I would like to make a calculated column as shown here ('new'), from the exiting 'data' column (which is a list with a dictionary inside). It works in this code.

data = [10,[{'self': 'https://elia.atlassian.net/rest/api/3/customFieldOption/10200', 'value': 'IT-Sourced Changes 2022', 'id': '10200'}],30]
df = pd.DataFrame(data, columns=['Data'])
df['new'] = df.Data.explode().str['value']
df.head(3)
However, when I try it on an existing dataframe, I get 'ValueError: cannot reindex from a duplicate axis'. Not sure why.

https://imgur.com/a/B4qEOWa
Explode does this:
import pandas as pd

df = pd.DataFrame({"Data": [[1, 2, 3], [4, 5, 6], [7, 8, 9]]})
print(df)
print(df.Data.explode())
Output:
Data 0 [1, 2, 3] 1 [4, 5, 6] 2 [7, 8, 9] 0 1 0 2 0 3 1 4 1 5 1 6 2 7 2 8 2 9
Notice all the duplicate index values generated by explode().

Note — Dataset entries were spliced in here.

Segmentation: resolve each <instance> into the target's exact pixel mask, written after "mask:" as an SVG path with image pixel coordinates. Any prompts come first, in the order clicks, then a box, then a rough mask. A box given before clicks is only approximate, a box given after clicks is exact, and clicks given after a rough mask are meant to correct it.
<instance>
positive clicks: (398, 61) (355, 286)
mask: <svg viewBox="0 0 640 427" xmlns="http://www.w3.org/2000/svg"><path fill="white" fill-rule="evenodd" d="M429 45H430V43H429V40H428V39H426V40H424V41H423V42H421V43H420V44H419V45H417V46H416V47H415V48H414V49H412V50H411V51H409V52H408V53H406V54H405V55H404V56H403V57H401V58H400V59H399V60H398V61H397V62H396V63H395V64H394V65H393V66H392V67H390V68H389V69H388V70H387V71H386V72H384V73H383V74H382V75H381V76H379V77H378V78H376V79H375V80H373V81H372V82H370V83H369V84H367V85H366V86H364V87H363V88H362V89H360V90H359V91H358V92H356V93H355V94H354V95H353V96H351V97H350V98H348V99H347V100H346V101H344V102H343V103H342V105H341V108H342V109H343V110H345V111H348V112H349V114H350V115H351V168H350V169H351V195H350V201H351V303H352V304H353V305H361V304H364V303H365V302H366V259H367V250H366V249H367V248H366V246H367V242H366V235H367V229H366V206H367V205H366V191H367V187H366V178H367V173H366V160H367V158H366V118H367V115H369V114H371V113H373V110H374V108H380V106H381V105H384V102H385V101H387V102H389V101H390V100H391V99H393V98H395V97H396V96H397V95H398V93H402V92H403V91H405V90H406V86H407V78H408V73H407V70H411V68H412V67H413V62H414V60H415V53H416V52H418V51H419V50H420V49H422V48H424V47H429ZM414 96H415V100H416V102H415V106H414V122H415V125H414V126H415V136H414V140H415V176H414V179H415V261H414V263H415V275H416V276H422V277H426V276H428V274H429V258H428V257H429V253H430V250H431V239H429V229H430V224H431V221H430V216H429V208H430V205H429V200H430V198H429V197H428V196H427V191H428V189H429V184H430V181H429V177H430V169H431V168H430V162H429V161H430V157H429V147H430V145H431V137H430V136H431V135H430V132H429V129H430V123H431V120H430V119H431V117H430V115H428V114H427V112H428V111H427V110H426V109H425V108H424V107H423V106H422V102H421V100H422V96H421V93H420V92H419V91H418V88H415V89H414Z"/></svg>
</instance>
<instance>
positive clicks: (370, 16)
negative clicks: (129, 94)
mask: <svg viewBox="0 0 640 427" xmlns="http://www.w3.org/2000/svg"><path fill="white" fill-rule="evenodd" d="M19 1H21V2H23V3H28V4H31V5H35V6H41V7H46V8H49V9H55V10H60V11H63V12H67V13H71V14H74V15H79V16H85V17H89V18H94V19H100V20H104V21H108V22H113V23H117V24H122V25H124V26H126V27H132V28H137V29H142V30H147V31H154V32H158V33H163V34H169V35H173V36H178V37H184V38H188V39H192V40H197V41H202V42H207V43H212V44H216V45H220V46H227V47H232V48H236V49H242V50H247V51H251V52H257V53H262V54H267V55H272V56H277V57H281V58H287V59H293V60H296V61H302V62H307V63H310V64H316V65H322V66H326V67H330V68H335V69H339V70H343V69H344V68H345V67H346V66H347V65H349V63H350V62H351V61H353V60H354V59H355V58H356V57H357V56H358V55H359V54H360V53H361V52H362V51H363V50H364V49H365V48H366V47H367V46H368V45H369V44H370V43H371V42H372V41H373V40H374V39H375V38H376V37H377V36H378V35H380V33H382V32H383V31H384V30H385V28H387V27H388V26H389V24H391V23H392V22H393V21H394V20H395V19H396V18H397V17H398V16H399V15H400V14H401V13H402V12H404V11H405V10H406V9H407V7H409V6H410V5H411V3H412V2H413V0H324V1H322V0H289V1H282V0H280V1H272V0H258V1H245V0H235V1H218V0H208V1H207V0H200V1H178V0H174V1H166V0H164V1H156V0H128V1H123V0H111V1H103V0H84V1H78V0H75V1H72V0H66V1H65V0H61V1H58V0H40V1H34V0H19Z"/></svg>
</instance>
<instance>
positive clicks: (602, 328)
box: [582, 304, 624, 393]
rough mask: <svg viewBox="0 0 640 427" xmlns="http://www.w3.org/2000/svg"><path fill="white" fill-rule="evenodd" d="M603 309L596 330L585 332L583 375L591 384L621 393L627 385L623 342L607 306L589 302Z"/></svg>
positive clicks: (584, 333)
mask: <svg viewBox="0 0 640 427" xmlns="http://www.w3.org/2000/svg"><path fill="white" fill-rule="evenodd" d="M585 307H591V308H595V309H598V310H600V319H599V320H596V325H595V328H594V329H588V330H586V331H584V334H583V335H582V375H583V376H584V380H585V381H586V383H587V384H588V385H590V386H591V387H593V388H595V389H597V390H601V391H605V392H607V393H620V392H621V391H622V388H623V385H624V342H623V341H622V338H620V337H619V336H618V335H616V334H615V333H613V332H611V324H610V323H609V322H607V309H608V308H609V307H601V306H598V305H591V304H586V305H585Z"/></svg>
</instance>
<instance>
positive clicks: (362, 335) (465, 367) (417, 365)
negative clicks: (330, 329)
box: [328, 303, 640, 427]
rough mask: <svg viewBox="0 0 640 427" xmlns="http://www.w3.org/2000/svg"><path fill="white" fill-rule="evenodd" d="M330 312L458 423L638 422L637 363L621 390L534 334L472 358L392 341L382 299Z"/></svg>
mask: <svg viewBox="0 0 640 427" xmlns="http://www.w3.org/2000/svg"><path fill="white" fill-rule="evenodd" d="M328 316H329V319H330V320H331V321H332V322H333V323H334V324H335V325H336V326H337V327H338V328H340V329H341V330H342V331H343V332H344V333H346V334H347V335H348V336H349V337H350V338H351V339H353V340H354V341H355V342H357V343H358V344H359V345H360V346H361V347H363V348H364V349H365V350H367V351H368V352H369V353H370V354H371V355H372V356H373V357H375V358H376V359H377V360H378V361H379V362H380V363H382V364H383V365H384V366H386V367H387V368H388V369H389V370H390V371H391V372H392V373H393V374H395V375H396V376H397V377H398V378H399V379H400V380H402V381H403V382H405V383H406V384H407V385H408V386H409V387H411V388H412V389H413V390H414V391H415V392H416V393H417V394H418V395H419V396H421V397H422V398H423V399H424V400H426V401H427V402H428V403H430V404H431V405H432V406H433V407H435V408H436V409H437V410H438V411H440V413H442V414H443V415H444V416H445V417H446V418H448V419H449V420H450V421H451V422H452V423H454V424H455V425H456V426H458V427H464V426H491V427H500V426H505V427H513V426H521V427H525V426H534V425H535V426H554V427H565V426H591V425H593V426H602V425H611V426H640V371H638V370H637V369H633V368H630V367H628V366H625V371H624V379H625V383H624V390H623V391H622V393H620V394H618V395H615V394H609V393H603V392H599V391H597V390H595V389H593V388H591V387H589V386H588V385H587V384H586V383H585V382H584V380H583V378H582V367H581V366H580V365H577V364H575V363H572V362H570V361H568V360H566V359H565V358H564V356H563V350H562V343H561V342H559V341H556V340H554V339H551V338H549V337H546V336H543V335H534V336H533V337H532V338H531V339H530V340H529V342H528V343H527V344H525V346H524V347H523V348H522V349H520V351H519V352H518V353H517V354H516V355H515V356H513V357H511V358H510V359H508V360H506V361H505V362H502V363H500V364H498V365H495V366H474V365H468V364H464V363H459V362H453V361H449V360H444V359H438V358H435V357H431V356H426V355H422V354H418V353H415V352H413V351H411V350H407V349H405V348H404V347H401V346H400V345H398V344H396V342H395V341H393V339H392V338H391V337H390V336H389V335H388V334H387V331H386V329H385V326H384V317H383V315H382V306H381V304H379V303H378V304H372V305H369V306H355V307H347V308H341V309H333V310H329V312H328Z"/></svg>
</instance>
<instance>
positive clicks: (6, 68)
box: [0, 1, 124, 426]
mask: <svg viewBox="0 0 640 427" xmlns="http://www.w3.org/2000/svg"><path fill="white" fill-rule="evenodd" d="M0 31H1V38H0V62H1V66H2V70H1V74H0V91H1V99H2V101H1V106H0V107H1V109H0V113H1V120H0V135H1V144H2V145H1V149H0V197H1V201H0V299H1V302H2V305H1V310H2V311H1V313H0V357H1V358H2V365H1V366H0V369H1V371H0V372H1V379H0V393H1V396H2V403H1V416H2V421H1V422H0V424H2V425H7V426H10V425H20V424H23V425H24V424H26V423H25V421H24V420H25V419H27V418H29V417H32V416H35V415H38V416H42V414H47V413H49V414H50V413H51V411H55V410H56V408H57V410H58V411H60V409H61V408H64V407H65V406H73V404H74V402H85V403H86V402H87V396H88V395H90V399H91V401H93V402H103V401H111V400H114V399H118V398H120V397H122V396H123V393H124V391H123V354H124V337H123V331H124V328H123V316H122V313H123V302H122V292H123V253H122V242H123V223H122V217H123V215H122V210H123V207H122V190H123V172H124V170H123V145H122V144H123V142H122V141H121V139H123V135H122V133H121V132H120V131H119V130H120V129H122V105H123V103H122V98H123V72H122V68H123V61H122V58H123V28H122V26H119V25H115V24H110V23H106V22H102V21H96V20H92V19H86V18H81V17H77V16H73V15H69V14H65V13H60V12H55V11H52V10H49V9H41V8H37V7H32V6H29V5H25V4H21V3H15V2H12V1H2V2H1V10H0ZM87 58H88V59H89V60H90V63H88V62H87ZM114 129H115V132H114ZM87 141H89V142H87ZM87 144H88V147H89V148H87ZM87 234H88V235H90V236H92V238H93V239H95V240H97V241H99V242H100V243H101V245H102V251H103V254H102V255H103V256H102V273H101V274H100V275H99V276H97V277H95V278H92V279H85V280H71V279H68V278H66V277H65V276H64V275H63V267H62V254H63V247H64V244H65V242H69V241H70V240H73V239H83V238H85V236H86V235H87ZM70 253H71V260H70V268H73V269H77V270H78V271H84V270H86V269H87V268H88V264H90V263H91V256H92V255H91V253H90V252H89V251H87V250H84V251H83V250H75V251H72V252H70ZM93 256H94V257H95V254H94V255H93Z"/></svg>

When I try to add this as a column to an existing dataframe I get the same error you are seeing.

What happens if I reset the index to count up from zero? That will get rid of the duplicate index values.
import pandas as pd

df = pd.DataFrame({"Data": [[1, 2, 3], [4, 5, 6], [7, 8, 9]]})
series = df.Data.explode().reset_index(drop=True)
print(series)
df["Explode"] = series
print(df)
Output:
0 1 1 2 2 3 3 4 4 5 5 6 6 7 7 8 8 9 Name: Data, dtype: object Data Explode 0 [1, 2, 3] 1 1 [4, 5, 6] 2 2 [7, 8, 9] 3
This works! But why does the index matter?
import pandas as pd

df = pd.DataFrame({"Data": [[1, 2, 3], [4, 5, 6], [7, 8, 9]]})
series = df.Data.explode().reset_index(drop=True)
df = df[1:]
print(df)
df["Explode"] = series
print(df)
Output:
Data 1 [4, 5, 6] 2 [7, 8, 9] Data Explode 1 [4, 5, 6] 2 2 [7, 8, 9] 3
When adding a series to an existing dataframe, pandas uses the index values to merge in the new values. Notice that series starts at 1, but when added to the dataframe it starts at 2. This is because the first index in df is 1. and series.iloc[1] == 2.

So you are getting an error because pandas does not know what to do with the duplicate index values created by explode(). That makes sense. How else would you collate other than using the row index values?
First time I use this forum, but that not only worked - it's the best explanation I've ever gotten to fix a problem. Thank you so much.